Im Fall der SV-Prüfung habe ich bei grob geschätzt 80% der Prüfer erlebt, daß sie sich ausschließlich mit der Materie beschäftigt haben, in der sie zu Hause sind, nämlich den regulär abgerechneten Löhnen und Gehältern, und da in der Regel schon genug Kleinigkeiten gefunden haben, die insgesamt einen Betrag zum „nach Hause bringen“ ausmachen. Soweit FiBu-Konten betroffen, systematisch die sensiblen Sachkonten angeschaut, über die man Sachbezüge, sonstige Zuwendungen etc. „unterbringen“ kann. Ferner den Zusammenhang Dienstwagen ein bissel durchleuchtet und nach unversteuerten Direktversicherungen gekramt. Das Thema Scheinselbständigkeit bloß mit einem ziemlich groben Raster angegangen.
Dieses ziemlich standardisierte Vorgehen macht es möglich, mit vergleichsweise wenigen Prüfern lückenlos zu prüfen - eine gute Leistung, von der der Fiskus bei gegebener Personalausstattung und Komplexität der Themen bloß träumen kann -, aber es führt eben auch zu einem Raster, durch das einiges durchrutschen kann.

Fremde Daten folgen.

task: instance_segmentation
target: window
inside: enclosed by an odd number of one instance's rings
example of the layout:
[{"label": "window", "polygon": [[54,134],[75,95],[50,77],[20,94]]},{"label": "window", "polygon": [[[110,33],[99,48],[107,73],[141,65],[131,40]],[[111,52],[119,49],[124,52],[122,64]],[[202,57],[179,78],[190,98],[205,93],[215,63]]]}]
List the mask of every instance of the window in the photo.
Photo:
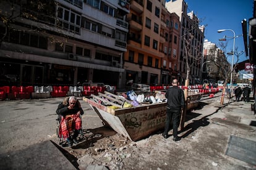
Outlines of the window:
[{"label": "window", "polygon": [[149,36],[145,36],[145,42],[144,44],[145,46],[147,46],[148,47],[150,46],[150,38]]},{"label": "window", "polygon": [[112,30],[108,27],[102,25],[101,34],[109,37],[112,37]]},{"label": "window", "polygon": [[63,52],[64,51],[63,44],[61,43],[55,43],[55,51]]},{"label": "window", "polygon": [[129,61],[133,62],[134,59],[134,51],[129,51]]},{"label": "window", "polygon": [[152,12],[152,2],[149,0],[147,1],[147,9],[150,12]]},{"label": "window", "polygon": [[20,44],[25,46],[29,46],[30,34],[27,33],[20,32]]},{"label": "window", "polygon": [[164,52],[165,54],[167,54],[167,47],[164,47]]},{"label": "window", "polygon": [[173,21],[171,21],[171,28],[173,27]]},{"label": "window", "polygon": [[170,22],[168,20],[166,20],[166,24],[167,26],[169,26]]},{"label": "window", "polygon": [[90,54],[91,54],[90,49],[83,49],[83,56],[90,57]]},{"label": "window", "polygon": [[168,33],[165,33],[165,41],[168,41]]},{"label": "window", "polygon": [[153,40],[153,48],[154,49],[157,50],[157,43],[158,43],[158,42],[157,42],[156,40],[155,40],[155,39]]},{"label": "window", "polygon": [[75,48],[75,54],[79,55],[83,55],[83,48],[80,47],[76,47]]},{"label": "window", "polygon": [[177,22],[175,23],[175,29],[177,30],[179,28],[179,26]]},{"label": "window", "polygon": [[100,9],[106,14],[108,14],[112,17],[114,16],[114,9],[109,6],[108,4],[104,3],[103,2],[101,2]]},{"label": "window", "polygon": [[177,44],[177,36],[174,36],[174,44]]},{"label": "window", "polygon": [[81,26],[85,28],[85,29],[98,32],[98,25],[96,23],[93,23],[93,22],[86,19],[85,18],[83,17],[82,22],[81,24]]},{"label": "window", "polygon": [[156,59],[156,62],[155,63],[155,68],[158,68],[158,63],[159,63],[159,60],[158,59]]},{"label": "window", "polygon": [[73,53],[73,46],[69,45],[65,46],[65,52]]},{"label": "window", "polygon": [[151,67],[152,66],[152,61],[153,59],[152,57],[148,57],[148,66]]},{"label": "window", "polygon": [[166,67],[166,60],[163,60],[163,67]]},{"label": "window", "polygon": [[159,18],[159,16],[160,15],[160,9],[158,7],[156,7],[155,11],[155,15],[156,15],[156,16]]},{"label": "window", "polygon": [[119,30],[116,30],[115,38],[116,39],[126,41],[126,33]]},{"label": "window", "polygon": [[154,25],[154,32],[157,34],[158,34],[158,28],[159,28],[159,25],[155,23]]},{"label": "window", "polygon": [[80,34],[81,15],[62,7],[58,7],[57,16],[59,19],[58,26],[62,29]]},{"label": "window", "polygon": [[100,0],[84,0],[85,3],[92,6],[93,7],[99,9]]},{"label": "window", "polygon": [[151,28],[151,20],[148,17],[146,17],[146,27],[150,29]]},{"label": "window", "polygon": [[169,68],[171,68],[171,62],[169,62]]},{"label": "window", "polygon": [[139,53],[139,58],[138,58],[138,63],[140,65],[143,65],[144,60],[144,55],[142,54]]},{"label": "window", "polygon": [[177,55],[177,51],[176,49],[173,49],[173,57],[176,57]]}]

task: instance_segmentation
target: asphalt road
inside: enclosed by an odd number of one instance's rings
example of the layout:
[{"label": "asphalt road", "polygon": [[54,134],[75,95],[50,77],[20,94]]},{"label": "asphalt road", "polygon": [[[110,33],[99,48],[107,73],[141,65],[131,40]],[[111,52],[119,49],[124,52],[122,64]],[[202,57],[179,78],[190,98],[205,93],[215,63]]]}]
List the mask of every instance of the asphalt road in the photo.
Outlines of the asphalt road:
[{"label": "asphalt road", "polygon": [[[79,97],[85,114],[83,129],[103,126],[90,105]],[[56,110],[63,98],[0,101],[0,154],[46,140],[56,140]]]}]

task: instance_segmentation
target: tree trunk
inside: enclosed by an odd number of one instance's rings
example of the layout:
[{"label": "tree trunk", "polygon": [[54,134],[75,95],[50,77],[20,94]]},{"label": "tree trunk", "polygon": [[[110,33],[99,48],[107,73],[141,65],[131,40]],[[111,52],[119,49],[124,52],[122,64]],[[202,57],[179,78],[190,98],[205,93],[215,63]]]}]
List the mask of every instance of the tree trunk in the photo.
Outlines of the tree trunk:
[{"label": "tree trunk", "polygon": [[225,97],[225,92],[226,92],[226,88],[225,87],[224,87],[223,89],[222,90],[221,102],[220,102],[221,105],[223,105],[223,103],[224,103],[224,97]]},{"label": "tree trunk", "polygon": [[182,131],[184,128],[186,115],[187,114],[187,96],[188,96],[188,87],[189,83],[189,79],[186,79],[185,81],[185,89],[184,89],[184,97],[185,97],[185,102],[186,105],[184,109],[181,113],[181,130]]}]

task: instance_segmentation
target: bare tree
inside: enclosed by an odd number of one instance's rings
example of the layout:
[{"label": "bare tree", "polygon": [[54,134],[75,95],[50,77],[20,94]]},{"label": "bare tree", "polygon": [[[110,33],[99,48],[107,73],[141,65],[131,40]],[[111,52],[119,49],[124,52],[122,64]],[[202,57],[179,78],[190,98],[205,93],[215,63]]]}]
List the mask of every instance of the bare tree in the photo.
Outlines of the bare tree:
[{"label": "bare tree", "polygon": [[[17,3],[19,2],[19,3]],[[56,24],[56,2],[54,1],[2,1],[0,6],[4,6],[0,10],[0,26],[4,27],[0,33],[0,46],[10,30],[26,32],[43,33],[39,25],[30,25],[23,23],[23,19],[35,20],[39,23]],[[20,25],[22,26],[13,26]],[[38,31],[40,29],[40,31]],[[49,38],[50,40],[53,39]],[[54,40],[53,40],[54,41]]]}]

So daß das „bisher ists gut gegangen“ auch keine verlässliche Grundlage zur Einschätzung des Sachverhaltes bietet.
Wenn man die Chose umgekehrt betrachtet, würde sich mit dieser Gestaltung eine willkommene Möglichkeit bieten, Sonderzahlungen unterhalb der Beitragsbemessungsgrenzen, die schon ziemlich hoch ESt-belastet sind, „elegant unterzubringen“. Von daher mag ich an die grundsätzliche Wirksamkeit des Konzeptes eigentlich nicht glauben, und würde aus der Sicht des Arbeitgebers eine solche Gestaltung nicht ohne Statusfeststellungsverfahren angehen: Schließlich ists ein Vierteljahr später bloß noch der Arbeitgeber, der (ziemlich satt) löhnt, wenn man den in der Regel harmlosen steuerlichen Aspekt mal beiseite lässt.
anscheinend sind sich ja die Experten hier im Forum nicht
einig. Ich habe mir nur angemaßt, einen Beitrag aus meiner
persönlichen Praxis beizutragen.
Das ist ja auch nichts Schlimmes.
Und nach über 20 Jahren in der Lohnbuchhaltung und Buchhaltung
habe ich zugegebenermaßen auch keine für dich adäquaten
Steuerrechtskenntnisse
Moment, wenn man hier Behauptungen in die Welt setzt, sollten die schon irgendwie untermauert werden, am besten durch Gesetzestexte, BMF-Schreiben, Gerichtsurteile usw.
Einfach die Behauptung: „Bei uns war schon 2mal Betriebsprüfung“ sagt nämlich gar nicht aus, schon gar nicht für diesen Sachverhalt.
Der Betriebsprüfer prüft, ob alle Betriebseinnahmen und ob alle Betriebsausgaben korrekt in der Buchführung enthalten sind.
Dem Betriebsprüfer ist es völlig egal, ob die Betriebsausgabe in diesem Fall als Lohn oder auf Honorarbasis gezahlt wurde.
Wem das hingegen nicht egal ist, ist der Lohnsteuer-Außenprüfer.
Nur der prüft, ob die Löhne richtig erfasst wurden.
Daher sagt deine Aussage gar nichts über die richtige steuerrechtliche Behandlung aus.
danke für deinen Artikel - war sehr interessant für mich. Unser „Kellner/Musiker“ hat noch einige andere freiberufliche Einnahmen als Musiker. Vielleicht wird es deshalb anerkannt - oder wirklich einfach nicht gesehen
Ich werde auf jeden Fall bei der zuständigen KK nachfragen.